Dried red cabbage and purple carrot were selected due to their anthocyanin content.


Fermentation Process

Both materials were fermented separately in kombucha liquid to observe pigment behavior.


Drying Strategy

  • Oven drying was avoided due to color darkening
  • Freeze-drying was inaccessible due to batch limits

Materials were air-dried at room temperature and ground into fine powders.


First Cosmetic Prototype — Failed Iteration

The fermented powders were added to a basic wax-based lipstick formulation.

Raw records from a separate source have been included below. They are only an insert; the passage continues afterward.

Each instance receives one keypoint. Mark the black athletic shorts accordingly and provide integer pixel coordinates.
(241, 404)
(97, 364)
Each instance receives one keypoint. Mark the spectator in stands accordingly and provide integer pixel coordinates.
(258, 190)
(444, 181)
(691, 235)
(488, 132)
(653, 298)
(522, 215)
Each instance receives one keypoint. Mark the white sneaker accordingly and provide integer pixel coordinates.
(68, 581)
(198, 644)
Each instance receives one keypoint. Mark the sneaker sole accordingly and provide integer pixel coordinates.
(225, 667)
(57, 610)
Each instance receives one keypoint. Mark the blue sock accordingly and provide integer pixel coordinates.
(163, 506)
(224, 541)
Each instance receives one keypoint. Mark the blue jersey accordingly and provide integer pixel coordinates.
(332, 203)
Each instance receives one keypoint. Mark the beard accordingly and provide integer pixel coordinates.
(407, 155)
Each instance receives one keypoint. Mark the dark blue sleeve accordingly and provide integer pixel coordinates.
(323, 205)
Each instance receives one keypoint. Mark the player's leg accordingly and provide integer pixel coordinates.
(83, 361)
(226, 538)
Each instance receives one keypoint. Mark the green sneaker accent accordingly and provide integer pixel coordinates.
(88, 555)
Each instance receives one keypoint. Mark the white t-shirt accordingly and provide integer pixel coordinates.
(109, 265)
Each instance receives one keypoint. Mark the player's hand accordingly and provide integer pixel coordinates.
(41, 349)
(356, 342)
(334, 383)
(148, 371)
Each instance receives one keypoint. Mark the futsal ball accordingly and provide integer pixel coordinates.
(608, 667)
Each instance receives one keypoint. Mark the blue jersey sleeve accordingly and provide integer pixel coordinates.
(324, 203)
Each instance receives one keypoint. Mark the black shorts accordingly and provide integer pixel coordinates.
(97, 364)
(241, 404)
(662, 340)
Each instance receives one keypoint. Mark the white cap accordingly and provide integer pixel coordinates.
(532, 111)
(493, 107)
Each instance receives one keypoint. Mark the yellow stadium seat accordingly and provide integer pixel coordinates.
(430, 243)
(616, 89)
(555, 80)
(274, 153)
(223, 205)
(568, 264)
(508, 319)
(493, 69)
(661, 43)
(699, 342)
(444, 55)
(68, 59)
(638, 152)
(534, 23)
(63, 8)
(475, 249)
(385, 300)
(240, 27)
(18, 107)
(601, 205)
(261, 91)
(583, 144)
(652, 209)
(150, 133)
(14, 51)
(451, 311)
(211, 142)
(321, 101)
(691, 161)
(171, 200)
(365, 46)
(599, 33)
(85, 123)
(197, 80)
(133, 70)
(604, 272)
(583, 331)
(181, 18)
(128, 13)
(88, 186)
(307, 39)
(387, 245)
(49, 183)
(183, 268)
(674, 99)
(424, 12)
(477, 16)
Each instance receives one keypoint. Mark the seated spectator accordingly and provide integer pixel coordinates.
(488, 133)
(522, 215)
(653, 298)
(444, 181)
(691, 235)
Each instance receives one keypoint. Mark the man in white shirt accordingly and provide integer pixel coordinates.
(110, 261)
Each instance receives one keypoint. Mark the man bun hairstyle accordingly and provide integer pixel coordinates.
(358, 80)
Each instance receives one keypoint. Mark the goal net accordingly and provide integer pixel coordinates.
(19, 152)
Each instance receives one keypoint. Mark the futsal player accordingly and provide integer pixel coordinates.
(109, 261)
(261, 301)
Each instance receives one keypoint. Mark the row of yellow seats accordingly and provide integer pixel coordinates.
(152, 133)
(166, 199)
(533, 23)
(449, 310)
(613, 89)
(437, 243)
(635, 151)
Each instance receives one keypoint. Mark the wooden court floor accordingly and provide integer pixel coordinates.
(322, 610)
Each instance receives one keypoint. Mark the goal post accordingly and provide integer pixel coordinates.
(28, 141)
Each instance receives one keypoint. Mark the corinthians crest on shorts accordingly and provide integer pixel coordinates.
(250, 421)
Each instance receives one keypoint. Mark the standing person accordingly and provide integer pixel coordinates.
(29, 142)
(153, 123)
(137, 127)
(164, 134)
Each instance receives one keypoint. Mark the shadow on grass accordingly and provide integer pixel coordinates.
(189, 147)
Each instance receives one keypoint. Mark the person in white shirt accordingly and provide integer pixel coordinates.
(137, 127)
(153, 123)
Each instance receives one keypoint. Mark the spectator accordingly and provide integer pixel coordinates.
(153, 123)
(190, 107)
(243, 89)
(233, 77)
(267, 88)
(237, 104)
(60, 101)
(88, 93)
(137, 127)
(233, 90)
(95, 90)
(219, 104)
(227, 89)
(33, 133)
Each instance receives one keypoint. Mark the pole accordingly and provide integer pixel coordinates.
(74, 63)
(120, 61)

Observed results: - crumbly texture
- poor spreadability
- no visible color payoff


Reflection

This failure revealed the need for alternative binding systems and higher pigment density in fermented vegetable-based cosmetics.


Material Applications

The pigments are explored in experimental systems such as: - cosmetic powders
- skin-contact patches
- masks
- film-based materials

No medical or therapeutic claims are made.


Expected Outcomes

  • natural pigment library derived from kombucha fermentation
  • experimental cosmetic material prototypes
  • open-source documentation

Future Research Directions

  • freeze-dried kombucha integration into films and masks
  • interaction with responsive e-textile systems
  • further development of fermentation as a biofabrication method

Images


Slide Show


References & Inspiration

  • Fiona Bell et al.
  • Eldy S. Lazaro Vasquez et al.
  • Sofia Guridi
  • Fabricademy & Fab Academy alumni projects

Why, What, Who?

Why
To rethink cosmetics as biologically compatible systems.

What
Kombucha-based fermentation and cosmetic material research.